Line segments \(AB\) and \(CD\) are parallel, with \(AB\) above \(CD\). Point \(J\) lies above \(AB\), and points \(E\) and \(F\) lie on \(CD\), with \(E\) to the left of \(F\), so that \(JE\) intersects \(AB\) at \(G\) and \(JF\) intersects \(AB\) at \(H\).

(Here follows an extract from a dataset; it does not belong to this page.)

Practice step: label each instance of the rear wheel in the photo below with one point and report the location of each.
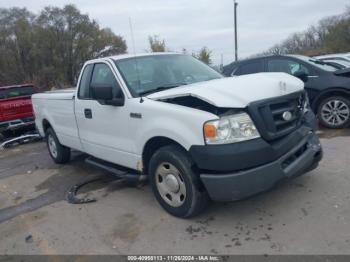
(175, 184)
(334, 112)
(59, 153)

If \(\angle CEG = 110\degree\) and \(\angle GHF = 122\degree\), determine the measure of \(\angle GJH\).
Solution 1
Since \(JHF\) is a straight line, then \(\angle JHG=180\degree-\angle GHF = 180\degree - 122\degree = 58\degree.\) Since \(AB\) and \(CD\) are parallel, \(\angle AGJ = \angle CEG = 110\degree.\) Since \(AGH\) is a straight line, \(\angle JGH = 180\degree - \angle AGJ = 180\degree -110\degree = 70\degree.\) Since the three angles in a triangle add to \(180\degree\), then \[\angle GJH = 180\degree - \angle JGH - \angle JHG = 180\degree - 70\degree - 58\degree = 52\degree.\]
Solution 2
Since \(JHF\) is a straight line, then \(\angle JHG=180\degree-\angle GHF = 180\degree - 122\degree = 58\degree.\) Since \(AB\) and \(CD\) are parallel, \(\angle JFE = \angle JHG = 58\degree.\) Since \(CEF\) is a straight line, \(\angle JEF = 180\degree - \angle CEG = 180\degree - 110\degree = 70\degree.\) Since the three angles in a triangle add to \(180\degree\), then \[\angle GJH = \angle EJF = 180\degree - \angle JEF - \angle JFE = 180\degree - 70\degree - 58\degree = 52\degree.\]
Note: Since \(\triangle GJH\) and \(\triangle EJF\) have all three angles in common, we can say that they are similar triangles. Similar triangles have properties that make them very useful in geometry problems.